I get Solr results for following:

  • Sports
  • World Health Organisation
  • percent

but I don't get results for the below:

  • Sport (UK)
  • World Health Organisat
  • 1-percent

All these are in the text field which definitely contains these phrases and i have used a ngram filter on the indexer so the combination do exist. While the analysis tab of the solr UI shows me exactly what i am expecting, i am not getting the required results on my java output.

My solrj code is as below:

query.setQuery("full_text:\"World Health Organisation\"");

Also, I have to add the \".."\ as I always get errors in my front end if I remove them and half the results I otherwise get also don't turn up.

Can someone help with what I might be missing?

Much thanks!

Edit Inclusion: Definition of full_text in schema.xml

<field name="full_text" type="text_en" indexed="true" stored="false" multiValued="true"/>   
   <copyField source="title" dest="full_text"/>
   <copyField source="content" dest="full_text"/>

   <fieldType name="text_en" class="solr.TextField" positionIncrementGap="100">>
      <analyzer type="index">
        <tokenizer class="solr.StandardTokenizerFactory"/>
        <filter class="solr.StopFilterFactory" ignoreCase="true" words="lang/stopwords_en.txt"/>
        <filter class="solr.LowerCaseFilterFactory"/>
        <filter class="solr.EnglishPossessiveFilterFactory"/>
        <filter class="solr.KeywordMarkerFilterFactory" protected="protwords.txt"/>
        <filter class="solr.PorterStemFilterFactory"/>
        <filter class="solr.NGramFilterFactory" minGramSize="3" maxGramSize="20"/>
      </analyzer>
      <analyzer type="query">
        <tokenizer class="solr.StandardTokenizerFactory"/>
        <filter class="solr.SynonymFilterFactory" synonyms="synonyms.txt" ignoreCase="true" expand="true"/>
        <filter class="solr.StopFilterFactory" ignoreCase="true" words="lang/stopwords_en.txt" />
        <filter class="solr.LowerCaseFilterFactory"/>
        <filter class="solr.EnglishPossessiveFilterFactory"/>
        <filter class="solr.KeywordMarkerFilterFactory" protected="protwords.txt"/>
        <filter class="solr.PorterStemFilterFactory"/>
      </analyzer>
    </fieldType>

Solution: I figured out what the problem was. For cases of "Sports (UK)" and "1-percent", the tokeniser I was using was removing all special characters and so I have change my tokeniser.
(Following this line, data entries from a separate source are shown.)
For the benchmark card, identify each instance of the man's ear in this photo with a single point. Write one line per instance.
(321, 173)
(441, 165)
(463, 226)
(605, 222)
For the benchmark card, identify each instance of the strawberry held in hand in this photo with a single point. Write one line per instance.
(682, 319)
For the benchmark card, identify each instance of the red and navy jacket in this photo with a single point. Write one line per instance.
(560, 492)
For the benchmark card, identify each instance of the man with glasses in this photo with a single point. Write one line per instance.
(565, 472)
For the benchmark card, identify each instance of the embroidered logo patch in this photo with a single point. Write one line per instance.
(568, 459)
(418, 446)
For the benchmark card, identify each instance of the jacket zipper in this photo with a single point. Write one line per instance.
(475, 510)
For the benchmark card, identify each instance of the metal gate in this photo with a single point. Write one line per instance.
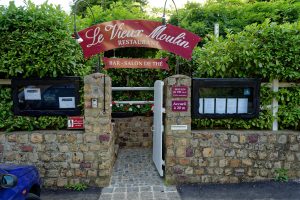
(158, 127)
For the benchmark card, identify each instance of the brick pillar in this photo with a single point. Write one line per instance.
(177, 145)
(99, 135)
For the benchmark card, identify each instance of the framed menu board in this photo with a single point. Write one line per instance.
(223, 98)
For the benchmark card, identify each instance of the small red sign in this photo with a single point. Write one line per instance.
(135, 63)
(76, 122)
(180, 91)
(179, 106)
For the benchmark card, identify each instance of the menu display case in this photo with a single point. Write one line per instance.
(223, 98)
(50, 96)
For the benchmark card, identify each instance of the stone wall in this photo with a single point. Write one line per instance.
(62, 157)
(217, 156)
(133, 131)
(67, 157)
(231, 156)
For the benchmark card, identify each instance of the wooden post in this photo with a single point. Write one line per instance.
(275, 86)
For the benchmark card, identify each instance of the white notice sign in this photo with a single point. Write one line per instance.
(209, 105)
(201, 105)
(66, 102)
(231, 105)
(220, 105)
(242, 105)
(32, 94)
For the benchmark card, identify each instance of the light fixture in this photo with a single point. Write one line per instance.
(163, 18)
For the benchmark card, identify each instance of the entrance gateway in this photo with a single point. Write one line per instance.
(146, 34)
(157, 128)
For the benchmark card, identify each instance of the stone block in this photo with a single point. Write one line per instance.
(282, 139)
(189, 171)
(247, 162)
(53, 173)
(50, 138)
(229, 153)
(253, 138)
(262, 155)
(2, 138)
(90, 138)
(199, 171)
(180, 152)
(12, 138)
(89, 156)
(184, 161)
(22, 138)
(207, 152)
(63, 148)
(80, 173)
(26, 148)
(294, 147)
(243, 139)
(234, 163)
(234, 138)
(36, 138)
(61, 182)
(77, 157)
(223, 163)
(189, 152)
(92, 173)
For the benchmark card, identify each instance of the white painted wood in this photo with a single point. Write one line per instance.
(134, 102)
(158, 127)
(275, 87)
As for "World Health Organisation:, it was caused by the stemmer which changed Organisation to Organis and query like "Organisat" was kept as it is. Hence I did not get results. So I removed the stemmer as I am using a ngram filter.
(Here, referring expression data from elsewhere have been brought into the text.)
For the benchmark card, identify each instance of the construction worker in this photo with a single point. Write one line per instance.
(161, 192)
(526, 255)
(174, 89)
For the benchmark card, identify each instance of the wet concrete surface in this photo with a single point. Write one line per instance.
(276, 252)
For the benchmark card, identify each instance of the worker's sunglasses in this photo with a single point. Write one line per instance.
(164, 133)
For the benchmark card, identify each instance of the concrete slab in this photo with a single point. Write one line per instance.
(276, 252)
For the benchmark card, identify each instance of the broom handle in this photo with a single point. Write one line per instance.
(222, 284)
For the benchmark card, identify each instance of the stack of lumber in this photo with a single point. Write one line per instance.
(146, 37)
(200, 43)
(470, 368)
Hope this helps others in the long run. :)

1
In the logs, you can check what is the exact query solr is receiving? Also you want to match the exact phrase that is why you are using double quotes.YoungHobbit
The queries are exactly like the way it shows on the analyzer. And yes i am trying to get a exact match, but the issue is, I am getting the same results for "World Health Organisation" and "World Health Organis" but i am not getting results for "World Health Organisat". Why would that happen?catchingPatterns
Also, since i am using quotes, which indicates exact match, why aren't the phrases like '1-percent' or 'Sport UK' getting displayed in the result set?catchingPatterns
Please post your definition of "full_text" in your schema.xmlKarsten R.
I've updated the question with the definition.catchingPatterns

1 Answers

0
votes

Figured out what the problem was. For cases of "Sports (UK)" and "1-percent", the tokeniser I was using was removing all special characters and so I have change my tokeniser. As for "World Health Organisation", it was caused by the stemmer which changed Organisation to Organis and query like "Organisat" was kept as it is. Hence I did not get results. So I removed the stemmer as I am using a ngram filter.